The readiest answer is that d’Athanasi picked the most vivid scenes, details almost; and at one level that is probably enough.
If we go a little further, however, and ask what it was that made one scene rather than another appear vivid, the selection becomes more noteworthy. There is nothing natural or universal about what appears interesting in a picture. The concept of a ‘period eye’ has been used by art historians to recover the sense that different people at different times have made of visual representations. This concept was originally developed by the twentieth-century historian Michael Baxandall (1933–2008) to shed light on the Italian Renaissance, but it applies equally to other cultures, and is a useful tool with which to avoid universalising our own local cultural preferences. Thus, to the ancient Egyptians themselves, relationships that were ignored by or even invisible to d’Athanasi, would have been crucial to the paintings’ significance. The meanings the paintings originally circulated, over 1300 years BC, would not have been the meanings d’Athanasi, and later Henry Salt or viewers at the British Museum saw in them. That is to say, the act of selection itself may be regarded as an act of production of a kind.
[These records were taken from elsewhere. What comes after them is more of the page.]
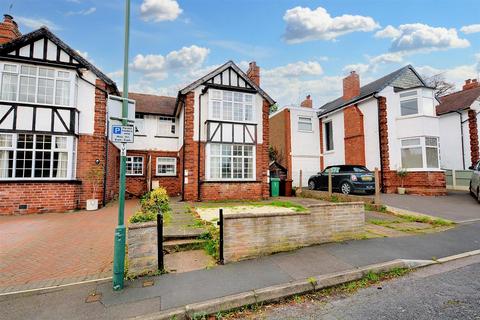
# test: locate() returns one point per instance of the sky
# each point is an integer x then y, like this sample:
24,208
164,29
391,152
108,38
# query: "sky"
302,47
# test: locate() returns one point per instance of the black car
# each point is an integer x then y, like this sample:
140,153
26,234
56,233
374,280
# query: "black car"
345,179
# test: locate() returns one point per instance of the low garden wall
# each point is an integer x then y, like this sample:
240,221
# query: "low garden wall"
142,248
251,235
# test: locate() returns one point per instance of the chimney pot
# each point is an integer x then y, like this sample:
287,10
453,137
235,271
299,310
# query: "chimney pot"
351,86
253,72
8,29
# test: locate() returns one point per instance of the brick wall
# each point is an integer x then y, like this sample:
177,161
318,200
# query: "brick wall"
142,248
40,197
474,142
354,136
418,182
222,190
137,185
248,236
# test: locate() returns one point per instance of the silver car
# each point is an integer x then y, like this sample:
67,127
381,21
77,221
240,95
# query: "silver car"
475,181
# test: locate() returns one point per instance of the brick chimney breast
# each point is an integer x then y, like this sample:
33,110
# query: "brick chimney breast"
351,86
307,103
470,84
8,29
253,72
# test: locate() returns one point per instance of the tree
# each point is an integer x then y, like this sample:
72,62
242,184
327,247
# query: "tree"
273,108
441,86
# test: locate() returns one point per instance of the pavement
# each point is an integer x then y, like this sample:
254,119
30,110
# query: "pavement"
174,290
40,250
457,206
446,291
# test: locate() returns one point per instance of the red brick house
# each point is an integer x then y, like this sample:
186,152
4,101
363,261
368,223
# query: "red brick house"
390,124
208,143
459,114
52,124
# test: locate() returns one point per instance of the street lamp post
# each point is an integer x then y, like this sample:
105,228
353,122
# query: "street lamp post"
119,242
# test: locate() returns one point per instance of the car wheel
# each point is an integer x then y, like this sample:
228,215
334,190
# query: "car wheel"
346,188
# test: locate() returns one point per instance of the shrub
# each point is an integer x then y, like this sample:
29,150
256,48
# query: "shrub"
156,201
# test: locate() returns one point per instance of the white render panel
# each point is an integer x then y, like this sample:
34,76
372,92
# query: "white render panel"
38,49
337,155
51,51
44,119
26,114
369,109
8,122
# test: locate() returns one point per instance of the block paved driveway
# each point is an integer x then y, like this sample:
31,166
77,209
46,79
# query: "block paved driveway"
43,247
458,206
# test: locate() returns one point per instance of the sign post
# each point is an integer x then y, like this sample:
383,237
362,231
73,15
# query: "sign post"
119,241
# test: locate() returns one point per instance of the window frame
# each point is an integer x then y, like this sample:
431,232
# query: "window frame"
325,136
130,160
309,122
158,161
68,149
252,157
219,96
423,146
409,95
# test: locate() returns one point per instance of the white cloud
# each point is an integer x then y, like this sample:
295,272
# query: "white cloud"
84,12
296,69
419,37
160,10
388,32
157,66
305,24
473,28
35,23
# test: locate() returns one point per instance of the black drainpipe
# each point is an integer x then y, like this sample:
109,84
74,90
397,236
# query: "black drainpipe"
380,145
199,137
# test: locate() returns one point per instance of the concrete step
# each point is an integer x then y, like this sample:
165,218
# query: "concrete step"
172,246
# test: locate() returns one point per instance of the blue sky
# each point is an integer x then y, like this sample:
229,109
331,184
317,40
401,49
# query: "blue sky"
303,47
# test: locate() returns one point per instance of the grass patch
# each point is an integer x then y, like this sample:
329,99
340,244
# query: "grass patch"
257,311
424,219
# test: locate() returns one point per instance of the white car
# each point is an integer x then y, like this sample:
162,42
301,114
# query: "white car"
475,181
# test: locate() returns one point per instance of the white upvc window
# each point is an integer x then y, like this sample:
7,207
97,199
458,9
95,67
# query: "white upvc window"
305,124
230,162
134,166
409,103
35,156
231,106
166,126
139,124
34,84
166,166
420,153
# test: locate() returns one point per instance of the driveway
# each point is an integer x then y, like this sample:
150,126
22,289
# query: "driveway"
58,246
458,206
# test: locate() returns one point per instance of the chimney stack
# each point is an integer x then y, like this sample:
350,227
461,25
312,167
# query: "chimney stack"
8,29
470,84
307,103
254,72
351,86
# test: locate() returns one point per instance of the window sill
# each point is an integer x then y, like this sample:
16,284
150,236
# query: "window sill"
231,181
72,181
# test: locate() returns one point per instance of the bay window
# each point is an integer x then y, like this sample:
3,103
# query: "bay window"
231,162
32,84
420,153
35,156
231,106
166,166
134,166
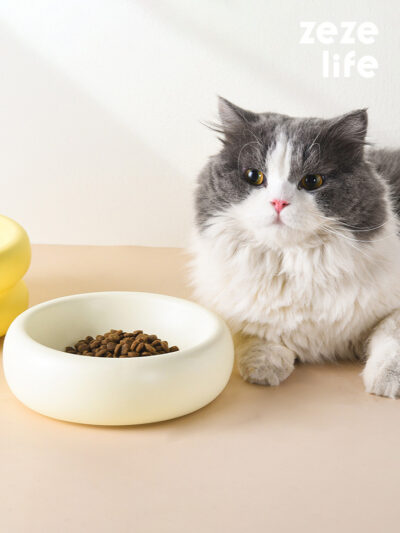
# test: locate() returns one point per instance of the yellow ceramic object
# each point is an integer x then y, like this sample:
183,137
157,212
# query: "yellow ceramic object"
12,303
15,253
15,257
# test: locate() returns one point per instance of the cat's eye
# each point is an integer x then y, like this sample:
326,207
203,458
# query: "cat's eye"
254,176
310,182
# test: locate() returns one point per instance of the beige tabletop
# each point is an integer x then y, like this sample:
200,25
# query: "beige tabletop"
316,454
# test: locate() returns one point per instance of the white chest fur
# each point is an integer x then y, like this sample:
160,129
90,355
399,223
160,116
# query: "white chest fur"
320,301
A lesson from the avant-garde
We have mentioned nineteenth-century art more than once in our approach to these paintings of 1350 BC, but here, unlikely as it may seem, there is a lesson to be learned from the twentieth century avant-garde. In the second decade of the century, Marcel Duchamp broke with a conventional practice of art making and developed the concept of the ‘ready-made’, which was of incalculable significance to the art of the later twentieth century.
The relevance of this to our present case is that Duchamp chose an existing object and nominated it as a work of art (thereby raising, almost at a stroke, various far-reaching questions about the nature of the work of art, the identity of the artist and the nature of the transaction involved when a spectator encounters a work of art that continue to resonate to this day) (Figure 27).
Duchamp’s gesture had the effect of broadening the parameters of what could be regarded as constituting a cultural intervention. In effect, it demonstrates that to make a selection is to produce a new meaning. Duchamp was the first to recognise this, and grasp some of its implications for art. But similar kinds of selections, interpretations, misinterpretations, translations and so on have been the stuff of cultural encounters from time immemorial.
The act of making a selection also makes a new meaning.
When, in 1820, d’Athanasi and others like him took the decision to keep some parts of a painting and reject or destroy others, they were making decisions that involved a complex mixture of aesthetic and cultural criteria. Such an act is manifestly culturally relative, the work of a different ‘period eye’ from that which originally saw the pictures and derived meaning from them in the tomb-chapel in 1350 BC (Figure 28). (And by the same token, of course, different from our own, post-Duchampian, not to say post-Hollywood, ‘period eyes’.)
What has been kept, and what has been lost?
For the most part it is the large ‘out of scale’ figures that have gone, as well as other elements such as the decorative borders or compositional features such as symmetry (e.g. the left-hand figure in Hunting in the Marshes).